THE COURT ORDERS THAT:
2. The respondent be restrained for a period of seven years from the date of order from sending, or causing to be sent, or being knowingly concerned in or party to any person sending or causing to be sent, unsolicited commercial electronic messages from a person in Australia to anywhere, or from anywhere to persons in Australia.
…
51 As to the declarations and injunctions, I am satisfied that the discretion ought to be exercised in favour of making the declarations and an injunction restraining Mr Atkinson as sought, subject, however, to the amendment suggested below. Mr Atkinson is to be ordered to pay to the Commonwealth of Australia, in respect of his contraventions of the Spam Act, a pecuniary penalty in an amount of $210,000.00, such penalty to be paid within 60 days of this order.

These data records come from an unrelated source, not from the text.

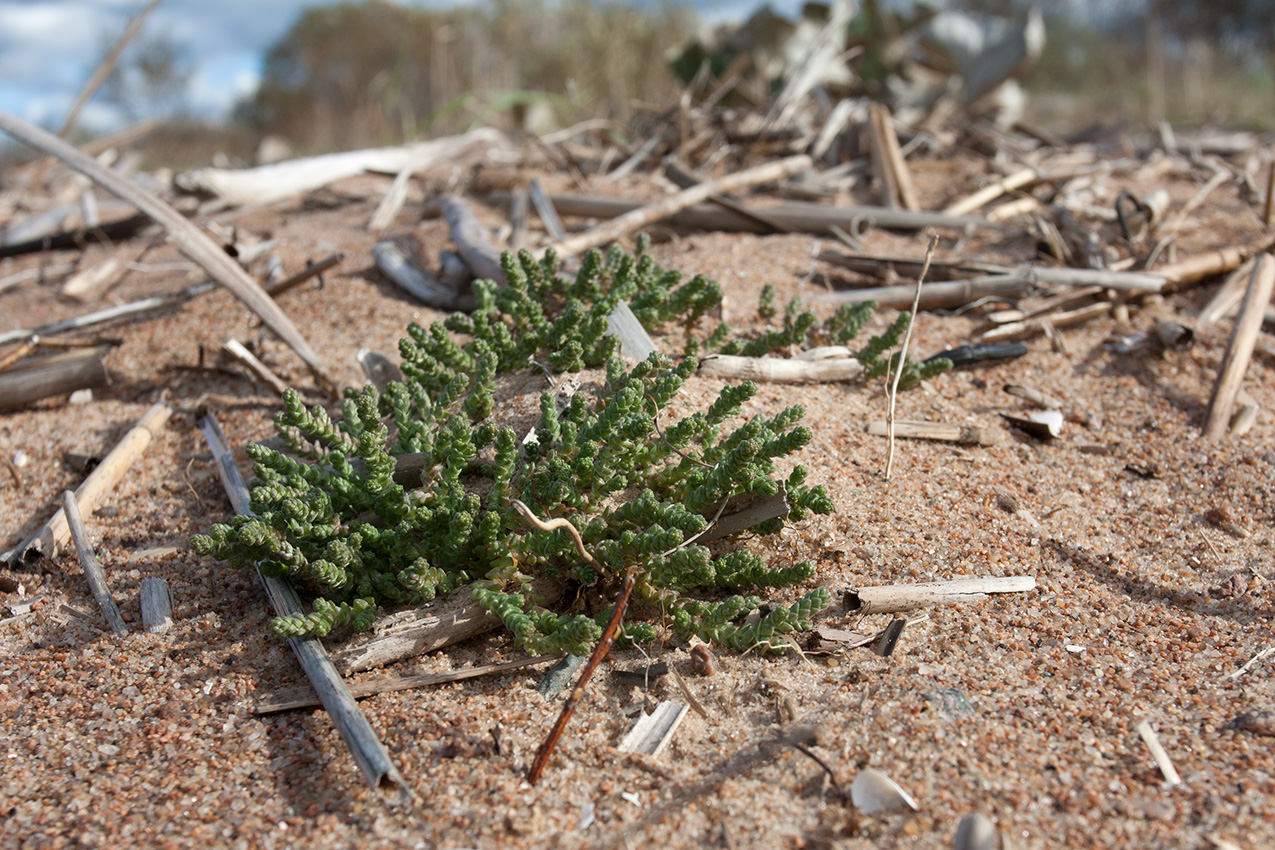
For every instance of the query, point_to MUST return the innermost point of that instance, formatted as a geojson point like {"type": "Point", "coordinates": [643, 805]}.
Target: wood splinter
{"type": "Point", "coordinates": [599, 651]}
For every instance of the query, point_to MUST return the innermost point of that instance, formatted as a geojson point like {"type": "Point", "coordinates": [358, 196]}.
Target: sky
{"type": "Point", "coordinates": [50, 47]}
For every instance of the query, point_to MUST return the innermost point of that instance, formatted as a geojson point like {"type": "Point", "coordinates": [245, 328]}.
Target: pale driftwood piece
{"type": "Point", "coordinates": [89, 282]}
{"type": "Point", "coordinates": [685, 179]}
{"type": "Point", "coordinates": [653, 732]}
{"type": "Point", "coordinates": [941, 431]}
{"type": "Point", "coordinates": [156, 605]}
{"type": "Point", "coordinates": [1194, 269]}
{"type": "Point", "coordinates": [990, 193]}
{"type": "Point", "coordinates": [1227, 298]}
{"type": "Point", "coordinates": [378, 368]}
{"type": "Point", "coordinates": [634, 340]}
{"type": "Point", "coordinates": [393, 201]}
{"type": "Point", "coordinates": [1121, 280]}
{"type": "Point", "coordinates": [54, 534]}
{"type": "Point", "coordinates": [888, 599]}
{"type": "Point", "coordinates": [454, 618]}
{"type": "Point", "coordinates": [293, 698]}
{"type": "Point", "coordinates": [236, 349]}
{"type": "Point", "coordinates": [825, 353]}
{"type": "Point", "coordinates": [268, 184]}
{"type": "Point", "coordinates": [19, 388]}
{"type": "Point", "coordinates": [93, 571]}
{"type": "Point", "coordinates": [936, 296]}
{"type": "Point", "coordinates": [1033, 395]}
{"type": "Point", "coordinates": [191, 241]}
{"type": "Point", "coordinates": [519, 213]}
{"type": "Point", "coordinates": [779, 370]}
{"type": "Point", "coordinates": [797, 216]}
{"type": "Point", "coordinates": [545, 209]}
{"type": "Point", "coordinates": [662, 209]}
{"type": "Point", "coordinates": [369, 753]}
{"type": "Point", "coordinates": [891, 171]}
{"type": "Point", "coordinates": [1162, 758]}
{"type": "Point", "coordinates": [1239, 349]}
{"type": "Point", "coordinates": [472, 238]}
{"type": "Point", "coordinates": [110, 314]}
{"type": "Point", "coordinates": [742, 512]}
{"type": "Point", "coordinates": [1046, 324]}
{"type": "Point", "coordinates": [397, 264]}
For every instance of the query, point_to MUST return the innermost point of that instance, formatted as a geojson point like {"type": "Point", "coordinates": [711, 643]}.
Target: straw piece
{"type": "Point", "coordinates": [659, 210]}
{"type": "Point", "coordinates": [51, 537]}
{"type": "Point", "coordinates": [1239, 351]}
{"type": "Point", "coordinates": [193, 241]}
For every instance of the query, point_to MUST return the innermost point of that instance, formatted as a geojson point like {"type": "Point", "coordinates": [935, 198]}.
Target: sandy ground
{"type": "Point", "coordinates": [1021, 706]}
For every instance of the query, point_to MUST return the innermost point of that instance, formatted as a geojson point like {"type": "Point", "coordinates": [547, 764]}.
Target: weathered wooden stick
{"type": "Point", "coordinates": [662, 209]}
{"type": "Point", "coordinates": [21, 386]}
{"type": "Point", "coordinates": [941, 431]}
{"type": "Point", "coordinates": [1043, 324]}
{"type": "Point", "coordinates": [393, 201]}
{"type": "Point", "coordinates": [779, 370]}
{"type": "Point", "coordinates": [268, 184]}
{"type": "Point", "coordinates": [398, 264]}
{"type": "Point", "coordinates": [634, 340]}
{"type": "Point", "coordinates": [193, 241]}
{"type": "Point", "coordinates": [54, 534]}
{"type": "Point", "coordinates": [802, 217]}
{"type": "Point", "coordinates": [349, 721]}
{"type": "Point", "coordinates": [92, 566]}
{"type": "Point", "coordinates": [545, 209]}
{"type": "Point", "coordinates": [893, 598]}
{"type": "Point", "coordinates": [236, 349]}
{"type": "Point", "coordinates": [472, 238]}
{"type": "Point", "coordinates": [1162, 758]}
{"type": "Point", "coordinates": [1227, 297]}
{"type": "Point", "coordinates": [1204, 265]}
{"type": "Point", "coordinates": [745, 511]}
{"type": "Point", "coordinates": [685, 179]}
{"type": "Point", "coordinates": [992, 191]}
{"type": "Point", "coordinates": [888, 162]}
{"type": "Point", "coordinates": [306, 697]}
{"type": "Point", "coordinates": [1239, 349]}
{"type": "Point", "coordinates": [652, 732]}
{"type": "Point", "coordinates": [936, 296]}
{"type": "Point", "coordinates": [454, 618]}
{"type": "Point", "coordinates": [156, 605]}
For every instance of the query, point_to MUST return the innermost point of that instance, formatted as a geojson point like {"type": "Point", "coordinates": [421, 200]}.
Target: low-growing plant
{"type": "Point", "coordinates": [412, 493]}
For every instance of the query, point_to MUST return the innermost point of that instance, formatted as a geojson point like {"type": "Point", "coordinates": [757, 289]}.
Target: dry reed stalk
{"type": "Point", "coordinates": [662, 209]}
{"type": "Point", "coordinates": [93, 571]}
{"type": "Point", "coordinates": [990, 193]}
{"type": "Point", "coordinates": [193, 241]}
{"type": "Point", "coordinates": [893, 394]}
{"type": "Point", "coordinates": [888, 162]}
{"type": "Point", "coordinates": [369, 753]}
{"type": "Point", "coordinates": [54, 534]}
{"type": "Point", "coordinates": [1239, 349]}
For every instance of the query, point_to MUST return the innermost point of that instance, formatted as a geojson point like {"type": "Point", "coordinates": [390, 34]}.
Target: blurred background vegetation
{"type": "Point", "coordinates": [375, 73]}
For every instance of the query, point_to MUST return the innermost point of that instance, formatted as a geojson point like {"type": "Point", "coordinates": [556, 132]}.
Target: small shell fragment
{"type": "Point", "coordinates": [874, 792]}
{"type": "Point", "coordinates": [976, 832]}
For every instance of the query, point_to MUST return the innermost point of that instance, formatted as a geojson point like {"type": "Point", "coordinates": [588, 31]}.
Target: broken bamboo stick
{"type": "Point", "coordinates": [93, 571]}
{"type": "Point", "coordinates": [779, 370]}
{"type": "Point", "coordinates": [1239, 349]}
{"type": "Point", "coordinates": [940, 431]}
{"type": "Point", "coordinates": [369, 753]}
{"type": "Point", "coordinates": [191, 241]}
{"type": "Point", "coordinates": [54, 534]}
{"type": "Point", "coordinates": [894, 598]}
{"type": "Point", "coordinates": [662, 209]}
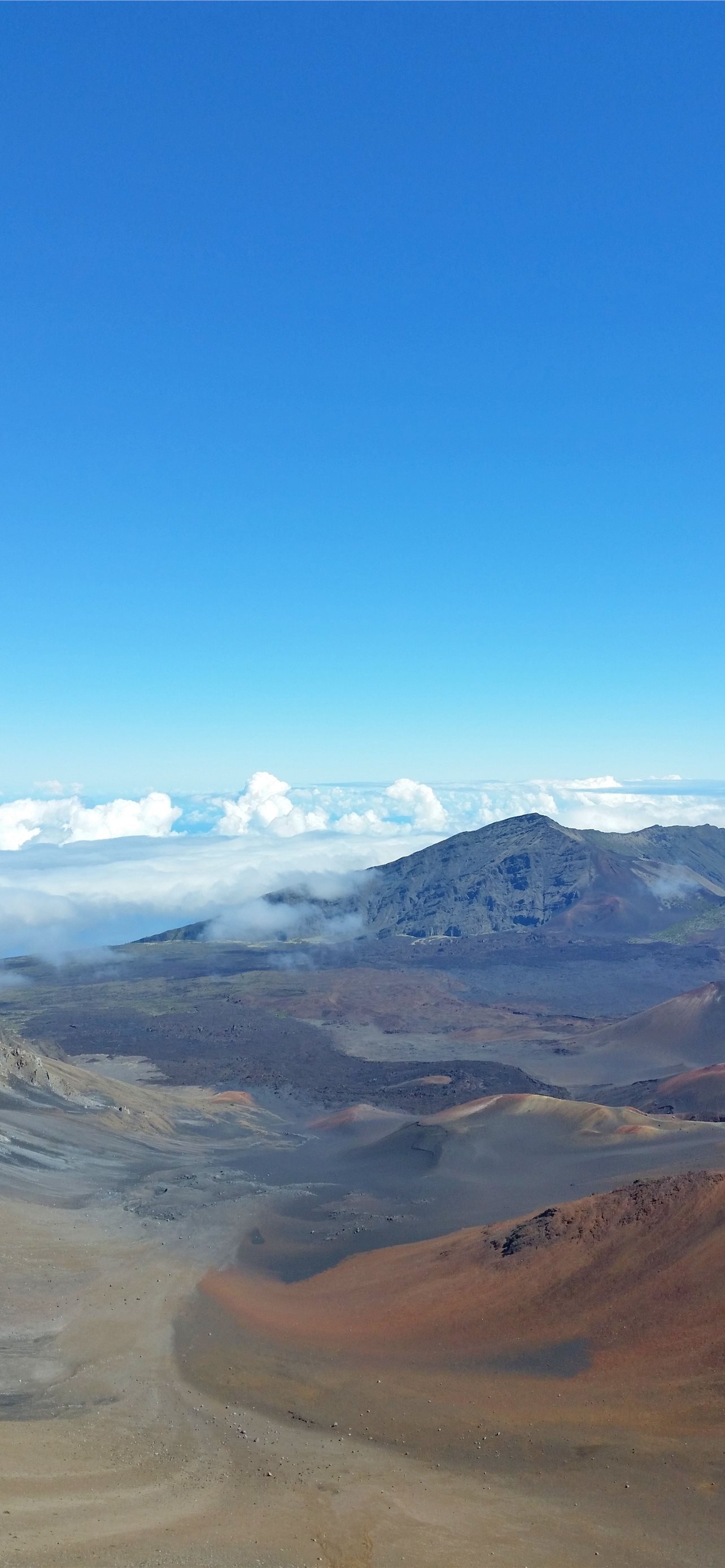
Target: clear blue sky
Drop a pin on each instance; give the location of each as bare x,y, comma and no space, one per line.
361,391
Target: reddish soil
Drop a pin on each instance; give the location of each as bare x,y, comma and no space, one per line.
639,1274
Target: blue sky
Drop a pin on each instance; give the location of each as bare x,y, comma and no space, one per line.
361,392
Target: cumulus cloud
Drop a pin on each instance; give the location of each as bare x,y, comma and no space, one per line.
420,803
96,874
266,803
71,822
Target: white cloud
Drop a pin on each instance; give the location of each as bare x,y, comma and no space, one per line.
266,805
71,822
93,874
420,803
263,805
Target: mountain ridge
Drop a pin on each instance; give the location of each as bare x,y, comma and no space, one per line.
526,872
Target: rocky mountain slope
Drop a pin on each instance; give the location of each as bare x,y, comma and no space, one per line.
531,872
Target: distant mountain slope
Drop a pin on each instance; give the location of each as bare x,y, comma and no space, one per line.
528,872
532,872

A further order will be made by agreement that the respondent pay the applicant's costs of and incidental to these proceedings in an agreed amount of $15,000.00 within 60 days of this order.
52 The injunction is to be expressed in these terms:
THE COURT ORDERS THAT:
…
2. The respondent be restrained for a period of seven years from the date of this order from sending, or causing to be sent, or being knowingly concerned in or party to any persons sending or causing to be sent, an unsolicited commercial electronic message as that term is understood for the purposes of the Spam Act 2003 (Cth) or unsolicited commercial electronic messages for the purposes of that Act from a person in Australia to anywhere, or from anywhere to persons in Australia.
I certify that the preceding fifty-two (52) numbered paragraphs are a true copy of the Reasons for Judgment herein of the Honourable Justice Greenwood.